Conditioned fear associated phenotypes as robust, translational indices of trauma-, stressor-, and anxiety-related behaviors

Abstract

Post-traumatic stress disorder (PTSD) is a heterogeneous disorder that affects individuals exposed to trauma (e.g., combat, interpersonal violence, and natural disasters). It is characterized by hyperarousal, intrusive reminders of the trauma, avoidance of trauma-related cues, and negative cognition and mood. This heterogeneity indicates the presence of multiple neurobiological mechanisms underlying the development and maintenance of PTSD. Fear conditioning is a robust, translational experimental paradigm that can be employed to elucidate these mechanisms by allowing for the study of fear-related dimensions of PTSD (e.g., fear extinction, fear inhibition, and generalization of fear) across multiple units of analysis. Fear conditioning experiments have identified varying trajectories of the dimensions described, highlighting exciting new avenues of targeted, focused study. Additionally, fear conditioning studies provide a translational platform to develop novel interventions. The current review highlights the versatility of fear conditioning paradigms, the implications for pharmacological and non-pharmacological treatments, the robustness of these paradigms to span an array of neuroscientific measures (e.g., genetic studies), and finally the need to understand the boundary conditions under which these paradigms are effective. Further understanding these paradigms will ultimately allow for optimization of fear conditioning paradigms, a necessary step towards the advancement of PTSD treatment methods.

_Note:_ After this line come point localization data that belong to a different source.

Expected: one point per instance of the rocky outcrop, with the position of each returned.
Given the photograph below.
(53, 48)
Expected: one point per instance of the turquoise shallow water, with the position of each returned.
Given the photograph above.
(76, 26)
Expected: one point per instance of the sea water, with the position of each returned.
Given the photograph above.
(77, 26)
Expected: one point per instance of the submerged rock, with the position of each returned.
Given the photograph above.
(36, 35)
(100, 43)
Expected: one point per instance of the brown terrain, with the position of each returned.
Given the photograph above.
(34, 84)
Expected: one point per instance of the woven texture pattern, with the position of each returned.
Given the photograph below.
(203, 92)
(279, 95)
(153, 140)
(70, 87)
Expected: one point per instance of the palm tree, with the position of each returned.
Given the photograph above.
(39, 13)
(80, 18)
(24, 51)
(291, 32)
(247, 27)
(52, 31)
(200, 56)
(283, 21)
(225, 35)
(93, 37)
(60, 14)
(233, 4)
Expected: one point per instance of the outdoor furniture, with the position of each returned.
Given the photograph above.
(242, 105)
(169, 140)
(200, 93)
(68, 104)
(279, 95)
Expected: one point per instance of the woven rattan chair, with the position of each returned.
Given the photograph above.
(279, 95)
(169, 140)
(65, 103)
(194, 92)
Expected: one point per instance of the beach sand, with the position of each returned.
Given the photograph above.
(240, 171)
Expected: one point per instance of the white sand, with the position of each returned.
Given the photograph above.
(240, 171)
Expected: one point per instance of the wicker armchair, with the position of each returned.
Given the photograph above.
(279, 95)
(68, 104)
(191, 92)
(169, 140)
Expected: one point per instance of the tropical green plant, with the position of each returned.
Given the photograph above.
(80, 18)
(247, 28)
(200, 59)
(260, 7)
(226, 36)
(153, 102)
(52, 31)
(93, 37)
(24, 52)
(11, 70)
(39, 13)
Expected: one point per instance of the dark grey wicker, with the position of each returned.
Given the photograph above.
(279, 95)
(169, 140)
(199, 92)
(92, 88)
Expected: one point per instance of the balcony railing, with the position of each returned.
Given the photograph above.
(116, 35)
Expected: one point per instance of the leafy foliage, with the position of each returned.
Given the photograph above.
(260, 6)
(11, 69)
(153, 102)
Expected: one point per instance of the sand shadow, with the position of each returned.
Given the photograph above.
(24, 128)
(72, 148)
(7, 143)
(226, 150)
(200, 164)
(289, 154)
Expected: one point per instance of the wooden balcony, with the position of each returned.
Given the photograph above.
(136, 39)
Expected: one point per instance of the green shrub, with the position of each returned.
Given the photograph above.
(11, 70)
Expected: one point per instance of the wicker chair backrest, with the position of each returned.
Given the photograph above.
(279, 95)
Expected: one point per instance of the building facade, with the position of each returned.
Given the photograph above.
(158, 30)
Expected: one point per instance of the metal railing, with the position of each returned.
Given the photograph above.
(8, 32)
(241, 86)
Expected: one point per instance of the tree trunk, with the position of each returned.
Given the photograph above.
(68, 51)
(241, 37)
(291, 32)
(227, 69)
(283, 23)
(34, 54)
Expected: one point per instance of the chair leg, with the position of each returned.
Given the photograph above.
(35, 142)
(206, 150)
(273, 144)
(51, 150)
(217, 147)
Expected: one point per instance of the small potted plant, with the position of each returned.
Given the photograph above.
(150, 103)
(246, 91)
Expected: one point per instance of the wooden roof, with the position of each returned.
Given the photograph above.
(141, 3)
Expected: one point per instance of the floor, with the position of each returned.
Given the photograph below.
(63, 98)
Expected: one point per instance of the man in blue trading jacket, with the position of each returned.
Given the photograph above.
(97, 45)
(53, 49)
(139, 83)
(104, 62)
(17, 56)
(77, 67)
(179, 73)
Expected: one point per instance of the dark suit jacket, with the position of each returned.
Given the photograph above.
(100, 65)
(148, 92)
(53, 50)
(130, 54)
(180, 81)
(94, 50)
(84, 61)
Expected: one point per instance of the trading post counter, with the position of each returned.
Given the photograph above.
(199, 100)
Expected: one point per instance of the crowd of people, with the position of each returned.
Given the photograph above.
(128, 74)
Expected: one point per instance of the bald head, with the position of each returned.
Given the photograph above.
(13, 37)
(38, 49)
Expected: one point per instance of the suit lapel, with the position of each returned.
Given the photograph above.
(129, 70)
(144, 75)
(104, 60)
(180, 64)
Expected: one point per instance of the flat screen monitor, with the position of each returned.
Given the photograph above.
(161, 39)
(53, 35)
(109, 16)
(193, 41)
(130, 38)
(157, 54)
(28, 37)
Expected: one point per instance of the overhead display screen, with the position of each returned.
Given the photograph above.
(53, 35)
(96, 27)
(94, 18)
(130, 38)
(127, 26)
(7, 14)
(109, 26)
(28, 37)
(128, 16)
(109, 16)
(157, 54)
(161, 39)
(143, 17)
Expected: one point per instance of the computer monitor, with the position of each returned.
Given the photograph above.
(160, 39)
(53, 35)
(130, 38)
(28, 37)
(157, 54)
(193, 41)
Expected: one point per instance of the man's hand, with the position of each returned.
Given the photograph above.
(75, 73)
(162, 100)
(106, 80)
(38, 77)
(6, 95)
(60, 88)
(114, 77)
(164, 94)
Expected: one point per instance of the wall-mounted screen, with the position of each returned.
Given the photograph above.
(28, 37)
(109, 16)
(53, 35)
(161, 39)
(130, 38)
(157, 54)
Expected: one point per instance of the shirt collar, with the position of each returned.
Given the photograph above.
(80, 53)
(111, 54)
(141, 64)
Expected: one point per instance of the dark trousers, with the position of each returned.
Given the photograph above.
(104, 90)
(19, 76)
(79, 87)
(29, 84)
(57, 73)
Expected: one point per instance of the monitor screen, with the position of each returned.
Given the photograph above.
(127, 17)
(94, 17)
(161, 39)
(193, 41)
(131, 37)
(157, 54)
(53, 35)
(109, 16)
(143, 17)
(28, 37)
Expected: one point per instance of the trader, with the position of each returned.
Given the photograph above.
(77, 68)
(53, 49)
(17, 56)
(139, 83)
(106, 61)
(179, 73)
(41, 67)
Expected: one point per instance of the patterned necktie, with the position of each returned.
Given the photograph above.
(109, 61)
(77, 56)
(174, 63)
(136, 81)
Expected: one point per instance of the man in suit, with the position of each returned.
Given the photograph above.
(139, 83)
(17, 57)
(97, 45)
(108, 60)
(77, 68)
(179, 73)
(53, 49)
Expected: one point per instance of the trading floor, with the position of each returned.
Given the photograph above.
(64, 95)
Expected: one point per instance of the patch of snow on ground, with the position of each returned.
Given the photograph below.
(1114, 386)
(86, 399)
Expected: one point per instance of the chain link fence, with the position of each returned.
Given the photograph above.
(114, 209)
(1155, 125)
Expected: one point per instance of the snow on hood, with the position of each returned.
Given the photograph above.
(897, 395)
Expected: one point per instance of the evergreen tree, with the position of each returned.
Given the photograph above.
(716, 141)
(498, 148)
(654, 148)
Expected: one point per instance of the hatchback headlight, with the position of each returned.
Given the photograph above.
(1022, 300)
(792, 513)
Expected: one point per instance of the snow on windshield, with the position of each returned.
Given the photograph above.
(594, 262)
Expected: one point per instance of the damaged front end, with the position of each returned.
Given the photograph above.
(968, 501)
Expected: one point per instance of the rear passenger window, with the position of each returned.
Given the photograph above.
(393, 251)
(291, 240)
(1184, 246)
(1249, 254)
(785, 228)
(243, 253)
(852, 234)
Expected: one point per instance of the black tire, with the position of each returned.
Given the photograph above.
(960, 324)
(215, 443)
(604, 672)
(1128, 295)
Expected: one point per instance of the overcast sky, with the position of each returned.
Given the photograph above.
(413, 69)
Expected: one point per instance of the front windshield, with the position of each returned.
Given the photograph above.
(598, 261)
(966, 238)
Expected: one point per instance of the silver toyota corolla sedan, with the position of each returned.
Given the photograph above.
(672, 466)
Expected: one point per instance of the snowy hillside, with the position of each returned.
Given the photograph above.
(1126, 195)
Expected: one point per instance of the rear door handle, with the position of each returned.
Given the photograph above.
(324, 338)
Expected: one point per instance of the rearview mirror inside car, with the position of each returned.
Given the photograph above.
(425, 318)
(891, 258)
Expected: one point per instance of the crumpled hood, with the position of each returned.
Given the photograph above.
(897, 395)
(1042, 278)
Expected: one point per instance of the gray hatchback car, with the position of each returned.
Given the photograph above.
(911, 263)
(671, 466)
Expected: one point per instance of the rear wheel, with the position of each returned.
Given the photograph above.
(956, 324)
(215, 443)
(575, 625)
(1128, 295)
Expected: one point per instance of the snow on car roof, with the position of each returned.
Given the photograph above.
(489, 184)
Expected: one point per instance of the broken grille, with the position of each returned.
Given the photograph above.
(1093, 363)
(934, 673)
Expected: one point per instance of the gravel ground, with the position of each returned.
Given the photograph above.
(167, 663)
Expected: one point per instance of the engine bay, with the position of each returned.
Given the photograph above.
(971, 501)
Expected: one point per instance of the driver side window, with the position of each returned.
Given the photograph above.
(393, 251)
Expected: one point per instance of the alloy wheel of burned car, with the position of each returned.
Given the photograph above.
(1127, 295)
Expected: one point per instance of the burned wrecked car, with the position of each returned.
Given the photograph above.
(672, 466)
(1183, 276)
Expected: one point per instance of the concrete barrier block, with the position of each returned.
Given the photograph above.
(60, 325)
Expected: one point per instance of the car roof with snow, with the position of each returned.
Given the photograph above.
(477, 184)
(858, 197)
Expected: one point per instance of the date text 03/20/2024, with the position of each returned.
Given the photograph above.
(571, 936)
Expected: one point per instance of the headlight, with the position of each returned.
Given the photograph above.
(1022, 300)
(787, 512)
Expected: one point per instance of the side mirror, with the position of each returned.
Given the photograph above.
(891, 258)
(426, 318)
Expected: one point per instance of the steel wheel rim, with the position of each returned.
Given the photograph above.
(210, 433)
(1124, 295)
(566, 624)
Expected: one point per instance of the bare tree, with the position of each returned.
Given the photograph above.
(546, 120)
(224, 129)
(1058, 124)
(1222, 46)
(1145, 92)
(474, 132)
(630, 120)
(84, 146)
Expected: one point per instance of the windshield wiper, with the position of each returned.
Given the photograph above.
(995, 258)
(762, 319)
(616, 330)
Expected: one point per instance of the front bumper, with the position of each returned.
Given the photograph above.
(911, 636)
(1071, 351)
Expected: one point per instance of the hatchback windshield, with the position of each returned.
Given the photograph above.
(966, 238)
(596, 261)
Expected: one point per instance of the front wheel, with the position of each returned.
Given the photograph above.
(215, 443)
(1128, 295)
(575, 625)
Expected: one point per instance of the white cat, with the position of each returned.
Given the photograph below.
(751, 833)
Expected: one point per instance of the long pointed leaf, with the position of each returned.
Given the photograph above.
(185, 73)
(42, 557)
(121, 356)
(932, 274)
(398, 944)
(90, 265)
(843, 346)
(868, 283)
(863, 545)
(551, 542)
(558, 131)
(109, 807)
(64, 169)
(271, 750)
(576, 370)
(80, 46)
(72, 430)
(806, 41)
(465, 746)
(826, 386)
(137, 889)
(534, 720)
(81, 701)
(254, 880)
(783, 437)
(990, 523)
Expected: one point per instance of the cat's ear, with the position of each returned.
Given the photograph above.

Keywords: anxiety disorders; fear learning; startle reaction; translational medical research; traumatology.

Figure 1

Promising targets for the translational study of trauma-, stressor-, and anxiety-related fear behaviors: trauma-, stressor-, and anxiety-related disorders have been shown to have a significant degree of heritability and more recently, it has become increasingly clear that genetic contributions include complex gene × environment interactions. Understanding these complex relationships may allow for early interventions to enhance resiliency in certain individuals with a high risk of trauma. Fear-conditioning paradigms afford the study of intermediate phenotypes, which may enhance our ability to elucidate these complex interactions [see Ref. (36)]. The dysregulated fear learning commonly observed in anxious and traumatized populations can be modeled by fear-conditioning paradigms, which can provide a translational framework. Translational studies have shown that fearful memories are initially labile and are consolidated to a more permanent state, hours to days, after the initial event. Modeling the process of consolidation and reconsolidation with fear-conditioning techniques provides an avenue to study potential pharmacological and non-pharmacological interventions [e.g., Ref. (33, 37)]. Clinically, individuals with PTSD have been show to have alterations in stimulus generalization (16), fear inhibition (29), discrimination, and fear extinction (38). In addition to complementary psychophysiological methods (e.g., skin conductance, reaction time), fear-potentiated startle methods have proven to be quite useful for the study and/or manipulation of these targets to better understand and treat stressor-, trauma-, and anxiety-related disorders. Figure adapted from Jovanovic and Ressler (39).